Enviada em 17/10/2025

Atualmente, no Brasil, a valorização da arte de periferia tem sido um desafio devido ao preconceito social e à falta de reconhecimento pela mídia, como é retratado no filme “Cidade de Deus”, disponível na HBO Max, que mostra a vida na periferia e levanta debates sobre desigualdade e exclusão. No entanto, é necessário compreender os fatores que impedem a valorização da arte periférica e buscar formas de reconhecê-la no cenário cultural.
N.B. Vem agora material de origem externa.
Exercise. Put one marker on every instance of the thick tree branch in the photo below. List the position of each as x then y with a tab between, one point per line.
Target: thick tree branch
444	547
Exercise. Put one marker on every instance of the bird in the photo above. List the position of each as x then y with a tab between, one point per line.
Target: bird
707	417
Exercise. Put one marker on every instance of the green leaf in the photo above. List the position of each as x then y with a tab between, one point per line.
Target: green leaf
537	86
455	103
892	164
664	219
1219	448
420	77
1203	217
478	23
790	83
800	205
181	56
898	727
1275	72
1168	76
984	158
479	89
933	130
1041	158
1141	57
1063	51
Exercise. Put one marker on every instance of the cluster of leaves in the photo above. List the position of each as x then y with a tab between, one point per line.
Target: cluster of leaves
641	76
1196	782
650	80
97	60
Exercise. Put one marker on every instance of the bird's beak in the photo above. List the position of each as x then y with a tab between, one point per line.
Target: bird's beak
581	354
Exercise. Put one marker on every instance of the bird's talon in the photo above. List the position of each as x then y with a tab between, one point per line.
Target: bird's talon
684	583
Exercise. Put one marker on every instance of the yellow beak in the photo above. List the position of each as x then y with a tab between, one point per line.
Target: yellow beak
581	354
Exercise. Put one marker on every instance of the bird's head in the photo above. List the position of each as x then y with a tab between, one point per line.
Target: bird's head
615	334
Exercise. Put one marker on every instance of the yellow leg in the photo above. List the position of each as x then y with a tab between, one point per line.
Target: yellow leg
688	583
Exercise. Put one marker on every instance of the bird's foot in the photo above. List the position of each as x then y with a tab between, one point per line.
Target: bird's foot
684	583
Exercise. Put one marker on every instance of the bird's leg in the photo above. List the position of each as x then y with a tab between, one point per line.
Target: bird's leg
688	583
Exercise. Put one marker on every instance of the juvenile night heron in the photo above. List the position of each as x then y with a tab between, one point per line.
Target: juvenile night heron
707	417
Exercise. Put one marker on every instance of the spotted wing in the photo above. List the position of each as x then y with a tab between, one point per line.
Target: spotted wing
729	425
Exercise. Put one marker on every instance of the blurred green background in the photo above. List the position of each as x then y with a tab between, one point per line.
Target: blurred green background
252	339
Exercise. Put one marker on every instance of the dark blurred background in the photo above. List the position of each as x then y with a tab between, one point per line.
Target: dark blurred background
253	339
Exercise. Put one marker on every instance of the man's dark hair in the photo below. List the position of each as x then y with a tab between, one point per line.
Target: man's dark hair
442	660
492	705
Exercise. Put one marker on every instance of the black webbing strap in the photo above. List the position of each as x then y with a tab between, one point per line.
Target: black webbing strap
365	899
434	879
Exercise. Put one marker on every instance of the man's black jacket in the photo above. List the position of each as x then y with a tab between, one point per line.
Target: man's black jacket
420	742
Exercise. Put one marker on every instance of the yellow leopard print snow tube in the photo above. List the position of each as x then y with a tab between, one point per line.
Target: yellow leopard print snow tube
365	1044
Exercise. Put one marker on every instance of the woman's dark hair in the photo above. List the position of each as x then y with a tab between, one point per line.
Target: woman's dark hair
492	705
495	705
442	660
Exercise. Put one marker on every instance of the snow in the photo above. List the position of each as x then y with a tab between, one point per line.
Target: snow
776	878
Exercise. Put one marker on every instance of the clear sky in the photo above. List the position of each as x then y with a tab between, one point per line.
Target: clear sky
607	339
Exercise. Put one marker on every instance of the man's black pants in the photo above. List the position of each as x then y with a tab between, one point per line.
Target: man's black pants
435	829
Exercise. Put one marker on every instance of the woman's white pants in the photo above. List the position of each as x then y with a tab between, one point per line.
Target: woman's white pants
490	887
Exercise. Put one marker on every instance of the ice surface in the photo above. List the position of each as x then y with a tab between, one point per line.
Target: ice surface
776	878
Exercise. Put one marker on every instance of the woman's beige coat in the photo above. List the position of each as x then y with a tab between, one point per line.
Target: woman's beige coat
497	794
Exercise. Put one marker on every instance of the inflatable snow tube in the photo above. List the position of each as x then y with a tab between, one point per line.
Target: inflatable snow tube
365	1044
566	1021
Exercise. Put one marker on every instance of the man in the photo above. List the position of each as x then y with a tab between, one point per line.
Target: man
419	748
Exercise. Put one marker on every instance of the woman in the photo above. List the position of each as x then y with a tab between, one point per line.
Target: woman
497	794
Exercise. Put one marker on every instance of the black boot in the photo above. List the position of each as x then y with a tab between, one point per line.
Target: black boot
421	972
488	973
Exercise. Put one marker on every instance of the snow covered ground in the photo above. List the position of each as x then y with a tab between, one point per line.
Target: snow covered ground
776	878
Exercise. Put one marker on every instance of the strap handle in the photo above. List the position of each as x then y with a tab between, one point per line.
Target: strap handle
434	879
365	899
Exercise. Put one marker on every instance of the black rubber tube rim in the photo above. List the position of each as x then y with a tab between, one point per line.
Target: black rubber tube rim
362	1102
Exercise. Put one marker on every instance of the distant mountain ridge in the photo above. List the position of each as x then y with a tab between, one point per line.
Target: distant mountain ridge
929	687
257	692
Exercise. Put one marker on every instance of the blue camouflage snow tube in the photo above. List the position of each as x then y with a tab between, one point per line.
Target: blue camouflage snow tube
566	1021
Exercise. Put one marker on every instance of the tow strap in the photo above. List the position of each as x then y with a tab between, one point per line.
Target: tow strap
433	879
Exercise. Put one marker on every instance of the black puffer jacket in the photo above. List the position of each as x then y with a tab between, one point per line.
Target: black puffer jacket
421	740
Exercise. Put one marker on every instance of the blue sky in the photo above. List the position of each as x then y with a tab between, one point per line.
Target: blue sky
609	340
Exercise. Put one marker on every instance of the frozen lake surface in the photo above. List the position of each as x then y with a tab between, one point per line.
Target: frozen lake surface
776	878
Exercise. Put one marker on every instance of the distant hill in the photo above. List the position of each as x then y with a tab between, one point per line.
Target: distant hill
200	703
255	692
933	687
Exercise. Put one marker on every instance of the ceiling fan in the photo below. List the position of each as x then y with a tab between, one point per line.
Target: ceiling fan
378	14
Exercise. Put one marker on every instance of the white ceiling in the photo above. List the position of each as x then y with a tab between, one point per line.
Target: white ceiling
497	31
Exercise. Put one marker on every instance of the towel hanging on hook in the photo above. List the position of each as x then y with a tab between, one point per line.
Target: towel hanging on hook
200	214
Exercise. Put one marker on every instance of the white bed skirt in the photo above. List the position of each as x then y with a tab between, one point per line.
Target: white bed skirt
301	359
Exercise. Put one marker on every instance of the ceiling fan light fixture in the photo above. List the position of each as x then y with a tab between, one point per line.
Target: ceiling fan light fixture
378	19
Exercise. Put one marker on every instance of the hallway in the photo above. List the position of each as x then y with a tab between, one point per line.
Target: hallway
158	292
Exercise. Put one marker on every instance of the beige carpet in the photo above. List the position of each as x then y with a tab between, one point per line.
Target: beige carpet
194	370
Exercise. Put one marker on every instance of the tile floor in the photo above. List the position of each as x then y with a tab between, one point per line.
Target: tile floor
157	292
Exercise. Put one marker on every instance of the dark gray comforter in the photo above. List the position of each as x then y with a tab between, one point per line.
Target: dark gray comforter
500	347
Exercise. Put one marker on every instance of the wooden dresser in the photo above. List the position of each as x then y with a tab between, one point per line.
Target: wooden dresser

Sob esse prisma, o sociólogo Pierre Bourdieu explica que a elite impõe seu gosto como superior, desvalorizando a cultura popular e reforçando o preconceito social. Assim, o grafite, o rap, o funk, o slam (batalhas de poesia) e outras expressões periféricas são muitas vezes rotuladas de forma negativa, associadas à criminalidade, à falta de estudo ou à “falta de cultura”. Ainda assim, a arte periférica tem se mostrado uma ferramenta poderosa de resistência e transformação social, pois ela dá voz a quem historicamente foi silenciado e evidencia a riqueza cultural, a criatividade e a força das comunidades marginalizadas.

Além disso, a mídia tem um papel fundamental na formação da opinião pública e na valorização das manifestações culturais. No entanto, quando se trata da arte periférica, observa-se uma grande desvalorização e invisibilidade por parte dos grandes veículos de comunicação no Brasil. Por conta disso, grupos como Racionais MC’s são importantes para denunciar a exclusão e lutar pela liberdade de expressão, promovendo o reconhecimento das vozes das comunidades marginalizadas.

Portanto, é necessário que a sociedade continue lutando pelo reconhecimento da arte de periferia e que o Estado, em parceria com a mídia, incentive a produção artística e a liberdade de expressão. Além disso, é fundamental que sejam criadas políticas públicas de incentivo cultural e projetos educacionais que valorizem as manifestações periféricas, promovendo espaços de divulgação e inclusão. Desse modo, será possível romper os obstáculos da desvalorização e construir um Brasil mais justo, inclusivo e verdadeiramente multicultural.